Texte original : « The Price of War : By Fire and Sword » Paris 1944. Extrait de son essai By Fire and Sword, inclus plus tard dans le chapitre « Neither East Nor West » de The Emergence of the New Anarchism de Robert Graham

Dans la préface de Paris et ses environs de Baedeker [1], publié en 1881, on trouve une description du désastre récent le plus déplorable causé par les méthodes monstrueuses des communistes durant le second règne de la terreur, du 20 au 28 mai 1871. Selon l’auteur, Durant cette semaine d’horreurs, pas moins de vingt-deux monuments et bâtiments publics remarquables ont été entièrement ou partiellement détruits, et sept gares, les quatre principaux parcs et jardins publics, et des centaines de maisons et autres bâtiments ont connu un destin semblable.

Si le baron Karl Baedeker avait à écrire une préface à un guide sur Paris dans les années qui suivront la guerre actuelle, il aurait probablement à recenser bien plus de méthodes « monstrueuses » de la part de l’armée allemande en déroute et des armées « de libération » victorieuses démolissant tout au bulldozer.

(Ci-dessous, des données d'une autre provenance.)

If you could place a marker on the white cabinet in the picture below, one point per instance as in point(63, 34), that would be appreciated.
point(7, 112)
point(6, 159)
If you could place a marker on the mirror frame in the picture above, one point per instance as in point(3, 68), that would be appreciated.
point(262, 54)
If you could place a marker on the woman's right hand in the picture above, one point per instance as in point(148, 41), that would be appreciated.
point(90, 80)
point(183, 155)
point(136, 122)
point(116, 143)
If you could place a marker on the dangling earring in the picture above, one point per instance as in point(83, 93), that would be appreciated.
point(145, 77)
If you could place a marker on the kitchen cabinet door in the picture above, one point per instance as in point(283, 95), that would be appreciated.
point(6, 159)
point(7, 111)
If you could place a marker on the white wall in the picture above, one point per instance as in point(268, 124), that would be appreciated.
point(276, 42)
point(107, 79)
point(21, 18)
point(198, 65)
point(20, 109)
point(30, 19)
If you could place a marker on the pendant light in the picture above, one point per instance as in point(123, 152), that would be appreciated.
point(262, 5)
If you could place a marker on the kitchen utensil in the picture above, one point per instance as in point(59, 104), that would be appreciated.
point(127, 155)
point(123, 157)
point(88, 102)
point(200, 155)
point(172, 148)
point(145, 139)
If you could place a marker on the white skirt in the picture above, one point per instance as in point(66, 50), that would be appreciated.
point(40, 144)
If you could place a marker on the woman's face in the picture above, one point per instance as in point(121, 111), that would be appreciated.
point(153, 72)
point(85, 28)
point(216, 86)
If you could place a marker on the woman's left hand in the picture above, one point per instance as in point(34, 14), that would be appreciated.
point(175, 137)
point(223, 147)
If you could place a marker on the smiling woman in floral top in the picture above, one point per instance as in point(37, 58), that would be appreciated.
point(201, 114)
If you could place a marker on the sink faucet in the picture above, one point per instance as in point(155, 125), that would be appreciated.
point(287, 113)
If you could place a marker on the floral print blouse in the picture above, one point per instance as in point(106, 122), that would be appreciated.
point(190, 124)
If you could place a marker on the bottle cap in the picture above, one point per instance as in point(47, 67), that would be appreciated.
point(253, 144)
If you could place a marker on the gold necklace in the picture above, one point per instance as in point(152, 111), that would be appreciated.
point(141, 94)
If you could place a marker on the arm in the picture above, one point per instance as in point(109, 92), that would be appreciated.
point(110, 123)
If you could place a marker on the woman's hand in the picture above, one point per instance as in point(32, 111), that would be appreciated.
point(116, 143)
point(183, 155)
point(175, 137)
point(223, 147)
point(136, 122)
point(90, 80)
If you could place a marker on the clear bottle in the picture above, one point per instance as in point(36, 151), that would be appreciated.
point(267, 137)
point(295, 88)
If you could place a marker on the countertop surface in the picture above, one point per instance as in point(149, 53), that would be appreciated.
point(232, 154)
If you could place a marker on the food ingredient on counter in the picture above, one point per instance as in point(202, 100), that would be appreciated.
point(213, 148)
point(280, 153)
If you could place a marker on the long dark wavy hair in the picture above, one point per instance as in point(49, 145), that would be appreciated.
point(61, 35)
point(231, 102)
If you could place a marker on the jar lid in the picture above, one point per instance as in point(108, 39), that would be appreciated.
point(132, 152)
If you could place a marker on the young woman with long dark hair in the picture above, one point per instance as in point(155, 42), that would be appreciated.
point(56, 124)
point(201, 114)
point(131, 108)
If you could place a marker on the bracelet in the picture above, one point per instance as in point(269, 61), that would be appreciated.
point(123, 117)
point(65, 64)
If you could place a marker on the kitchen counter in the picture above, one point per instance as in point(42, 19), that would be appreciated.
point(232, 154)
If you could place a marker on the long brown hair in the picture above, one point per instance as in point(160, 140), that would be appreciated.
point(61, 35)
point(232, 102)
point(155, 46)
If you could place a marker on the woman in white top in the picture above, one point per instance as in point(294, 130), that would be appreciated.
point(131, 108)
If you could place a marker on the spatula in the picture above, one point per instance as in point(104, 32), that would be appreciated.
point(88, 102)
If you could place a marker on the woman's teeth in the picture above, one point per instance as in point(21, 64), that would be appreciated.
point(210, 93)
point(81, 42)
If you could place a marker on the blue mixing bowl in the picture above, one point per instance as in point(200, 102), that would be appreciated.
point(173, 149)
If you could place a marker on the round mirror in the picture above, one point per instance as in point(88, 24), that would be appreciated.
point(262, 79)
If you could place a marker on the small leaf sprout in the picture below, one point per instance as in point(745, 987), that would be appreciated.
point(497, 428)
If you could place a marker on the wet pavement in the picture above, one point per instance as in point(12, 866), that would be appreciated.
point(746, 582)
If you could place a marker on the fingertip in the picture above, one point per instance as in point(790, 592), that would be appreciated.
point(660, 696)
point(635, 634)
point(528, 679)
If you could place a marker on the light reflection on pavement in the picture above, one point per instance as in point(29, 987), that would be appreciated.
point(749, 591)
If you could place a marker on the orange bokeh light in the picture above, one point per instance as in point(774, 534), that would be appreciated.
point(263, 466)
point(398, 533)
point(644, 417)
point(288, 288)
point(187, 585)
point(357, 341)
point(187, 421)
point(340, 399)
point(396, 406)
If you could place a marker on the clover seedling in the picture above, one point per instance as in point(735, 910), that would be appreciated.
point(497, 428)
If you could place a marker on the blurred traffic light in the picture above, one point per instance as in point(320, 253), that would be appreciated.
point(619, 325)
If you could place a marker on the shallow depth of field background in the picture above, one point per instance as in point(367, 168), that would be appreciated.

Il y aura cependant une différence : les cicatrices qu’arboreront Paris, comme les autres villes de France comme Caen, Cherbourg et beaucoup d’autres seront des cicatrices nobles pour lesquelles on demandera au peuple français d’être fier et il n’est pas sûr qu’elles recevront des remarques désobligeantes comme celles adressées à la Commune par les générations à venir d’auteurs de guides.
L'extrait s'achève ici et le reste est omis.